Car derrière eux, comme dans la danse rythmique, il y a du très beau monde. A commencer par les Americano-Britanniques Fear/Gibson. Très bons 7èmes de la RD, les élèves du centre canadien Gadbois et de Romain Haguenauer, nous offrent un programme résolument disco, medley de Donna Summer, Earth Wind and Fire et Michael Jackson. A l'époque du disco, j'écoutais du hard rock et du heavy metal, je ne leur emprunterai donc pas leur lecteur mp3. Même si l'on apprécie peu ce courant musical, le programme se regarde avec plaisir. Ils ne sont sans doute pas assez rapides, mais ils sont enthousiastes et convaincants. 112.28 points les classent 6ème du libre et du général avec 182.05. La danse libre, au contraire de la RD dans laquelle Smart/Diaz les avaient précédés, tourne à l'avantage de Hurtado/Khaliavin. Les musiques utilisées, "Great Gig in the Sky" de Pink Floyd, "Vladimir's Blues" de Max Richter et "Sign of the Times" de Harry Styles, prises séparément,  sont toutes les trois très belles. Le montage laisse pourtant à désirer. Les deux partenaires sont de très bons danseurs, mais Sara, malgré des efforts évidents pour injecter du sentiment dans son interprétation, reste froide, voire par instant glaciale. Trop concentrée sur les difficultés techniques ? Je suis gênée par sa façon de tenir les mains en permanence ouvertes, doit écartés, comme si elle allait griffer quelqu'un,  ainsi que par son rictus qui se veut passionné, dramatique, mais donne l'impression qu'elle va mordre quelqu'un.
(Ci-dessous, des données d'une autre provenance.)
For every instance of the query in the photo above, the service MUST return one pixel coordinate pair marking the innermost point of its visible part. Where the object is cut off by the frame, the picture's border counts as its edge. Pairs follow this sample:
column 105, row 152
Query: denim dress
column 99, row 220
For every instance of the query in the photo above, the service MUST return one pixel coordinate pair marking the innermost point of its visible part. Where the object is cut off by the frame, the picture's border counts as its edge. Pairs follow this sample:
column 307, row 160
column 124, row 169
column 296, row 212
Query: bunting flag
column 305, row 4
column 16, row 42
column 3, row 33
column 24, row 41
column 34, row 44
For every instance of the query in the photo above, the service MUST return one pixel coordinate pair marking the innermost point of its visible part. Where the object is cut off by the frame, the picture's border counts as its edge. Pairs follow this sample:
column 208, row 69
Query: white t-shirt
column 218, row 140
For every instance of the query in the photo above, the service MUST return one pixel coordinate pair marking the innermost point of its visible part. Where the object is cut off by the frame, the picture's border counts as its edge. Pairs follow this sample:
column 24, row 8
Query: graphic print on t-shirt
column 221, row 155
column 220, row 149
Il lui faudrait épurer un peu son "jeu de scène". On ne peut pas lui reprocher de manquer de personnalité, au point qu'elle en éclipse son partenaire, mais leur patinage gagnerait à être plus naturel et plus léger. Un porté trop long les pénalise, eux aussi, d'un point de déduction. Ils sont 7èmes des deux classements (111.39/180.67). 

 

Le troisième couple russe en lice, Evdokimova/Bazin, est très... russe. Tenue, glisse, chorégraphie, même sans entendre leur nom, on saurait d'où ils viennent dès les premières secondes. Et ce n'est pas péjoratif. Leur danse libre est ciselée, délicate, leur fluidité est exemplaire. Sans parler de leurs excellentes bases techniques. Les musiques choisies - "Nocturne", de Secret Garden, qui a remporté l'Eurovision en 1995,  et "Sarabande Suite" de Globus, groupe de studio spécialisé dans les bandes originales orchestrales épiques - ne vont pas révolutionner l'histoire du patinage.  Mais elles ont juste ce qu'il faut de  sucre romantico-lyrique pour que l'ensemble évoque un traditionnel conte de fées avec prince et princesse. Peut-être le couple de Togliatti (qui, comme son nom ne l'indique pas, est une ville sur la Volga dans la région de Samara) mériterait-il des notes plus élevées aussi bien en grades d'exécution qu'en PCS. Ils sont à Minsk, si j'ose dire, en lieu et place de Zahorski/Guerreiro qui ont massacré leur championnat national (7èmes...). Si l'on y perd en terme de personnalités et d'interprétation, il n'y a rien à jeter côté patinage. 108.97 points leur permettent d'être 8èmes aujourd'hui, et 9èmes (175.62) du classement final (ils étaient 11èmes de la danse rythmique). 

 

Adelina Galyavieva et Louis Thauron continuent leur bonhomme de chemin avec "Amélie Poulain" et toujours la même fraîcheur, le même enthousiasme. Ils s'offrent même le luxe de doubler Marie-Jade Lauriault et Romain Le Gac au classement de la danse libre avec 0.05 points d'avance et un score de 103.40. Ils terminent 12èmes du classement général ( 168.02), ce qui est un résultat brillant pour une première participation et un couple associé depuis aussi peu de temps. Marie-Jade et Romain sont donc 11èmes du libre (103.35) et 10èmes européens (172.33).